The Love-Hate Relationship

BeachBoys2

At 4 am the other day I was listening to an old Beach Boys song about a car. For no particular reason I googled the title, and up came somebody’s blog – a 75 word analysis of the song. At the bottom of the blog was a single comment, followed by the blogger’s grateful “Thanks!” It struck me it’s probably not unusual for a blog to have only one comment, given how many blogs must be out there. [Ed: well, how many comments do we get?] I was about to click off when I noticed a link at the top called “Why Do I Hate Mike Love?”

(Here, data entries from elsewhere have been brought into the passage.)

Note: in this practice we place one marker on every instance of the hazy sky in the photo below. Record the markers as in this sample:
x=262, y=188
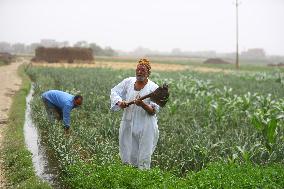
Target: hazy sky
x=191, y=25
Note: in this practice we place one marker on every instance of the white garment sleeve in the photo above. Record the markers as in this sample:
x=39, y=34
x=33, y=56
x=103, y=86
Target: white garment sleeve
x=153, y=104
x=118, y=93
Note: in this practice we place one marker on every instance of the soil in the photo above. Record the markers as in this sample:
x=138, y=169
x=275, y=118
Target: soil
x=10, y=83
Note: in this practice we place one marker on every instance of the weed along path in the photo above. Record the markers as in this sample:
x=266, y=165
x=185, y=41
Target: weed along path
x=10, y=82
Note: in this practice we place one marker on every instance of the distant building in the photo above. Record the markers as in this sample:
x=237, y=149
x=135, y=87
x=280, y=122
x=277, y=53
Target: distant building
x=256, y=53
x=48, y=43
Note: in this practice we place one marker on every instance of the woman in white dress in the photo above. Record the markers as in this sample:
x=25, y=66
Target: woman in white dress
x=138, y=133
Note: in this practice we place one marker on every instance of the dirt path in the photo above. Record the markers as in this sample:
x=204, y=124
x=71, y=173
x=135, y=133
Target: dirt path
x=127, y=65
x=10, y=82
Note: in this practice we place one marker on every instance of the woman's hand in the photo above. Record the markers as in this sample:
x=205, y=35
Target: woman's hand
x=149, y=109
x=122, y=104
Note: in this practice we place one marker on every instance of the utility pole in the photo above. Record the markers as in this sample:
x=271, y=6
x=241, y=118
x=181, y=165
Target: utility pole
x=237, y=36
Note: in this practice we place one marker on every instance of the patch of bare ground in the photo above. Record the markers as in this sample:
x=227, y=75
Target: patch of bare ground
x=10, y=83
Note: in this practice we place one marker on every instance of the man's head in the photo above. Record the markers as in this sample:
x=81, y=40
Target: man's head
x=143, y=69
x=78, y=100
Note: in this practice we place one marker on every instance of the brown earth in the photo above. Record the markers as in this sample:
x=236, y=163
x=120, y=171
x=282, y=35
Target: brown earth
x=10, y=83
x=124, y=65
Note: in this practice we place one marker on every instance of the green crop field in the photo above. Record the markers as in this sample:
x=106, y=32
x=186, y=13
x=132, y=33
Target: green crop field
x=217, y=130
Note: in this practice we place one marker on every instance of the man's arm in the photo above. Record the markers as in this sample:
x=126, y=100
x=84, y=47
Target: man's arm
x=66, y=116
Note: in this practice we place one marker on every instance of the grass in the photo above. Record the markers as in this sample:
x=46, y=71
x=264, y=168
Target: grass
x=2, y=63
x=19, y=169
x=206, y=140
x=216, y=175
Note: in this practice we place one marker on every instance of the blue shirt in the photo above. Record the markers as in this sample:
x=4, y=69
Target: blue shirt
x=62, y=100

Some background. It doesn’t matter if anyone knows who Mike Love is anymore. (He is one of the Beach Boys.) I know who he is, but that’s not the point. Half a century ago it was fashionable to hate Mike Love. He was a square. He was a creepy, porcine, greedy, unimaginative dork. For youthful intellectuals – then and now apparently – Mike Love is a potato blight on the luminous landscape of adventurous pop music. Young philosophers debate endlessly what might have happened had Mike Love not told Brian Wilson, “Don’t fuck with the formula, man!” That is, stop writing stuff like Pet Sounds (1966), Brian, and keep making hit records about cars and surfing. The consensus is that from around January 2, 1967 until this very moment in March 2015, Beach Boys music was and is dreck. Hijacked by Mike Love as Brian Wilson fell into drugs and craziness, and then taken over completely by Love when Dennis Wilson and Carl Wilson died, the Beach Boys became a cover band doing Beach Boys songs. Their music was no longer fun or even interesting. Sales plummeted. No one mourned. Around 1970 when Capital records deleted their back catalogue, no one noticed. I’m not persuaded that Mike Love single-handedly drove “genius” Brian Wilson into drugs, depression and a state of permanent childishness; but on the other hand, I can’t think how Mike Love’s company would in any way promote mental health. But I’ll leave it to you to decide if you hate Mike Love or not.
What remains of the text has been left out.